THE EXPANSION of distribution channels to physically cater to shoppers in front of their homes, along with enhancing Big Data analysis to capture purchasing behaviour of individual shoppers, have recently emerged as two major new strategies by major retailers.
Controversy has followed as major retailers struggle to increase sales and market share, including by violating consumer’s lives in search of insight into their lifestyles.
Kiatanantha Lounkaew, a lecturer at the Faculty of Economics, Thammasat University, said that the 4.0 era wave is sweeping through the retail business landscape in Thailand. He pointed to two recent notable examples – Big C’s experimental mobile retail truck and the takeover of tarad.com by TCC Group, a parent company of Thai Beverage (ThaiBev) and also owner of Big C Supercenter.
“What underlies strategic moves of these two players is what I call “Walton 4.0”. While both of them seem to have different business moves, they possess the same strategic motive, which is what I call “Walton 4.0”. Sam Walton created Walmart based on three essential pillars. The first pillar is integrated logistics, which integrated small towns into one big market for Walmart. Such integration allows Walmart to enjoy greater negotiating power over product suppliers. The second pillar is store-level timely records of sales and inventory which are stored centrally. The last pillar is the use of purchase and inventory information to centrally plan its logistics routes nationwide so as to minimise cost and to maximise sales. But these were things taking place some 60 years ago.”
Kiatanantha said that what is seen today is the upgraded version of Sam’s brainchild. Big C’s retail truck benefits from the company’s formidable market power over its suppliers. Thus, products can be offered to meet local demands at a lower cost. In addition, the integrated digital back office permits the use of sales data to make predictive analysis on what kind of products should be offered at each locality. This is where “Big Data” comes in handy. With Big C megastores serving as distribution nodes, logistics costs can be minimised.

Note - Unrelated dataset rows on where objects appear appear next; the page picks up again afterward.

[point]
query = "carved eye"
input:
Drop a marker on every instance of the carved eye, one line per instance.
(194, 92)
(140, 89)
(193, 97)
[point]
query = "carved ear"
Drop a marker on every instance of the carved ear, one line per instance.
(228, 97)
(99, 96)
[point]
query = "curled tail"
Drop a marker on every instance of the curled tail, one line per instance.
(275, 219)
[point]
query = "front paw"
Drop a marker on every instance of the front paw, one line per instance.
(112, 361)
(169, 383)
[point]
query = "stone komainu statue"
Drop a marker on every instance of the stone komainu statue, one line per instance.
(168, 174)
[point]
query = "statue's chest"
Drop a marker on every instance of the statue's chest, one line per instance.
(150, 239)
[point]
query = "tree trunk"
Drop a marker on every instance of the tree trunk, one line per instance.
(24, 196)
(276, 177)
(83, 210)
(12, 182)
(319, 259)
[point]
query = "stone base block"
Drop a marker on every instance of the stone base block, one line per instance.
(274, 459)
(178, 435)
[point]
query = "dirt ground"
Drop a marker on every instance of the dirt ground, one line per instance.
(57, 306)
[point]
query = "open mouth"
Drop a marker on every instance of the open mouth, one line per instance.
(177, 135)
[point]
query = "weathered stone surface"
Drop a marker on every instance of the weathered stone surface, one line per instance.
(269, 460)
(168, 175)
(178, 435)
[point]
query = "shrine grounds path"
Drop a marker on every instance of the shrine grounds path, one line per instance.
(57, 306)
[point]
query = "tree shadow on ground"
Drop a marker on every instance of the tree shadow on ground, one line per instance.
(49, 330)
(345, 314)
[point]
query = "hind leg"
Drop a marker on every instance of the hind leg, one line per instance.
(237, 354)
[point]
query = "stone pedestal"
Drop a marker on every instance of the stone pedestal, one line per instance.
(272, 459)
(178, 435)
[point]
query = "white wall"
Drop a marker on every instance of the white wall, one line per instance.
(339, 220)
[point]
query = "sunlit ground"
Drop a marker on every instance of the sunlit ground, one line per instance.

Thus, in a world where consumers increasingly do their shopping virtually, Big C’s move to this market is not only logical, it is inevitable, said Kiatanantha. Offering products door-to-door is the only way to compete with the convenience offered by online shopping. This is exactly what Sam Walton would to do to his Walmart stores if he were still the CEO.
Kiatanantha said that strategic reorientation of tarad.com is of a similar spirit. Its 6E strategy is comprised of:
lE-commerce, which encourages its customers to expand their business to other online platforms and make use of Big Data to optimise its business opportunities in a timely fashion;
lE-marketplace, which uses its website as the point of sales;
lE-marketing, which uses social media platforms;
lE-payment through its partners;
lE-Logistics and warehousing to minimise delivery time and costs; and
lE-knowledge, which serves as a virtual training house for its customers.
By and large, the 6E is another version of Walmart 4.0.
“Over the next three years, competition in retail business will intensify significantly,” predicted Kiatanantha. “Big players will utilise digital prowess to gain advantage in terms of sales customisation and cost reduction. It doesn’t mean that smaller players are facing extinction. In contrast, digital technology can equip smaller players with greater agility and such agility enables them to avoid head-on fights with big ones. Those who will be crushed are the ones who believe in doing business as usual.”
Punyapon Tepprasit, chief executive of MVP Consultant, said that 2018’s trends of retail competition feature rapid change as the digital world impacts customer behaviour. Retailers must undergo a digital transformation as soon as possible. Today’s retailers are seeking the critical tools needed to support data collection and analysis at the customer and market levels.
Punyapon said that the solution with the best fit is “video analytics”. This technology captures a customer’s individual face and tracks their behaviour – or customer journey – by sharing between an organisation’s database and an online database in search of data insight that answers the question “who is he or she?”
The result from video analytics will surface patters of customer behaviour that can be applied to strategic decision-making.
It will also categorise look-alike customers into persona groups or targets. As more retailers conduct more in-depth analysis, they will better understand the customer pain point, which will in turn enable retailers to create value offers targeting individual customers.
“In conclusion, the competitive landscape of retail businesses is focused on deepening customer insights that lead to competitive advantage,” said Punyapon. “The next step is they will invest in technology infrastructure and analytic tools for generating the data to ‘value’ information.”